What are the stages of follicular lymphoma?
Healthcare providers establish cancer stages so they know what kind of treatment may be best to treat the cancer. Follicular lymphoma stages range from I to IV:
- Stage I: Cancer is found in one or more lymph nodes. Healthcare providers diagnose about 25% of all follicular lymphoma cases at this stage.
- Stage II: Cancer is found in lymph nodes above or below your diaphragm. Healthcare providers diagnose about 15% of all follicular lymphoma cases at this stage.
- Stage III: Cancer is found in lymph nodes on both sides of your diaphragm. Healthcare providers diagnose about 26% of all follicular lymphoma cases at this stage.
- Stage IV: Cancer has spread outside of the lymph nodes to bone marrow and/other organ systems. Healthcare providers diagnose about 27% of all follicular lymphoma at this stage.
Management and Treatment
How do healthcare providers treat follicular lymphoma?
Healthcare providers may use a combination of watchful waiting and therapy to treat follicular lymphoma. Here’s more information about each potential treatment:
- Watchful waiting or active surveillance: If your healthcare provider recommends watchful waiting, you’ll have regular appointments so they can do physical examinations, laboratory tests and imaging tests.

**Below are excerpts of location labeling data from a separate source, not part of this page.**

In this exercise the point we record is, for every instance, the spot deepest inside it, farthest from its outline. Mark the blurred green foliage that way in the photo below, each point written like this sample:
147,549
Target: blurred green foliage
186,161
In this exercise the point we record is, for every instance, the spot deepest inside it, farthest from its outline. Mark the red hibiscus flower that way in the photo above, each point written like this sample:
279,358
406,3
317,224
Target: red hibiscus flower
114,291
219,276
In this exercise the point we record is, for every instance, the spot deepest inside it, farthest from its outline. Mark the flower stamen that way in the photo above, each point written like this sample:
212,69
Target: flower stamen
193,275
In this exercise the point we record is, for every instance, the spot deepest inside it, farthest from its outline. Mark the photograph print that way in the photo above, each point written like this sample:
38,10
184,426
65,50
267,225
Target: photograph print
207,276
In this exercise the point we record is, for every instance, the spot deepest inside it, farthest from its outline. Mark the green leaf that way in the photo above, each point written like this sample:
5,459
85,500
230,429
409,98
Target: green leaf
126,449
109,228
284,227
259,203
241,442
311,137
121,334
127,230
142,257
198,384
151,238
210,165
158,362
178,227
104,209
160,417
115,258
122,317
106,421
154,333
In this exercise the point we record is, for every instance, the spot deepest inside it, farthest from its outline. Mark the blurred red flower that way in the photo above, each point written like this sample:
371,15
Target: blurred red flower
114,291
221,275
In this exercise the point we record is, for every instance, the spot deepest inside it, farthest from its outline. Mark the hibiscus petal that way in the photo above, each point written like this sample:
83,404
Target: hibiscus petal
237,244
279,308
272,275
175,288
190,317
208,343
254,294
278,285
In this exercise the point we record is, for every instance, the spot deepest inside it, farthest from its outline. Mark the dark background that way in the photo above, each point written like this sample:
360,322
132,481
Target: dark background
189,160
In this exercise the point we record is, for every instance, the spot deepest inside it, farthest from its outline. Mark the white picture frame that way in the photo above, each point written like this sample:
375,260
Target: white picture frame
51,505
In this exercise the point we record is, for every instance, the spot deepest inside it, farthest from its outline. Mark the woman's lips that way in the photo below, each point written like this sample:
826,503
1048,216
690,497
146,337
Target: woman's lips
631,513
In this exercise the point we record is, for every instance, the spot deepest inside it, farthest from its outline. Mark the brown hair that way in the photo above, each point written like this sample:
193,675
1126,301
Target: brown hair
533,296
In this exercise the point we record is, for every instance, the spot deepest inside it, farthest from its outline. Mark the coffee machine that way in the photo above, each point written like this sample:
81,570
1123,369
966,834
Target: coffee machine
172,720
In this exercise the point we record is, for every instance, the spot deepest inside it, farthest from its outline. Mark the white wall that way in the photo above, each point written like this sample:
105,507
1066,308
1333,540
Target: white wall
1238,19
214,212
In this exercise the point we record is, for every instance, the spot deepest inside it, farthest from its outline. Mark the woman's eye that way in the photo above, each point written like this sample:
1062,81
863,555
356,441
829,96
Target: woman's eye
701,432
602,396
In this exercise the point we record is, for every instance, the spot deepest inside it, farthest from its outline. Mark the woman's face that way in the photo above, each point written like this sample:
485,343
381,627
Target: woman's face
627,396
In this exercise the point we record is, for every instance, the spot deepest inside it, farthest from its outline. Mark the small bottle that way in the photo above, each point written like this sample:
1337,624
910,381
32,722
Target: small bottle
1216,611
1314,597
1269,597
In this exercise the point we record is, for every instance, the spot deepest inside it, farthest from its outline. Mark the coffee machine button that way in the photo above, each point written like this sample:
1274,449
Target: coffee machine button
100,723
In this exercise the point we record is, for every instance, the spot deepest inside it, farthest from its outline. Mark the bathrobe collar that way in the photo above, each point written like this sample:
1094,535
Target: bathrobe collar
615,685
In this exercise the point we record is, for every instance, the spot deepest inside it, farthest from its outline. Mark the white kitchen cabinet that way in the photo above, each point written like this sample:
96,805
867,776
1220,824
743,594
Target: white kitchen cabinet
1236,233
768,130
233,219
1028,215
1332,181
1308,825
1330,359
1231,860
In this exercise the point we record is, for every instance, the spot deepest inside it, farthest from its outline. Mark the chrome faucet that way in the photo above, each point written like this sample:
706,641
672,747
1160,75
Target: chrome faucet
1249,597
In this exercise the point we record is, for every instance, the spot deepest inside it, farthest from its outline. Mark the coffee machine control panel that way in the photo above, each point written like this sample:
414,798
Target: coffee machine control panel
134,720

- Radiation therapy: Healthcare providers may use radiation therapy to treat early-stage follicular lymphoma.
- Monoclonal antibody therapy: Healthcare providers use lab-created antibodies designed to find and kill specific cancer cells.
- Chemotherapy: Healthcare providers may use chemotherapy alone or combine chemotherapy with other treatments.
- Targeted therapy: Targeted therapy uses drugs or other substances to attack cancer cells without hurting normal cells.
- Immunotherapy: Immunotherapy stimulates your immune system. Treatments can fuel your body’s production of cancer-fighting cells or help healthy cells identify and attack cancer cells.
- Bone marrow/stem cell transplantation: Healthcare providers may recommend this treatment if follicular lymphoma comes back after chemotherapy.
Can follicular lymphoma be prevented?
Unfortunately, researchers haven’t identified ways to reduce the risk of developing this condition. If you’re concerned you may be at risk, ask your healthcare provider to review your medical history, including your family medical history.
Outlook / Prognosis
How long can you live with follicular lymphoma?
Follicular lymphoma is a slow-growing condition that’s considered a chronic illness. Studies about half of all people diagnosed with follicular lymphoma are alive nearly 20 years after diagnosis. About 90% of people are alive five years after diagnosis.
How do I take care of myself?
Self-care is an important part of living with cancer. Self-care suggestions include:
- Establish good eating and exercise habits. Ask to speak with a nutritionist for healthy menu ideas.
- Fatigue is a common symptom and treatment side effect. Pay attention to your body and rest when you need to rest, not just when you can.
- You may be living with cancer for a long time. That’s good news of course, but chronic illness may be challenging. Talking to a therapist or finding a support group may help you navigate the challenges.
When should I see my healthcare provider?
If you’ve been diagnosed with follicular lymphoma, your healthcare provider will set a schedule of follow-up appointments to monitor your condition and/or your treatment. But you should contact your healthcare provider as soon as possible if you notice changes in your body that may be signs of follicular lymphoma symptoms.
A note from Cleveland Clinic
Cancer is never easy, even a slow-growing form of cancer like follicular lymphoma. People who have follicular lymphoma may not have symptoms for several years. But when they do, they may find themselves cycling treatment, remission, relapse and then more treatment, with no end or cure in sight. But researchers are using different treatments that may do more to move follicular lymphoma from the list of chronic diseases to the list of curable diseases. If you have follicular lymphoma, talk to your healthcare provider about your treatment options.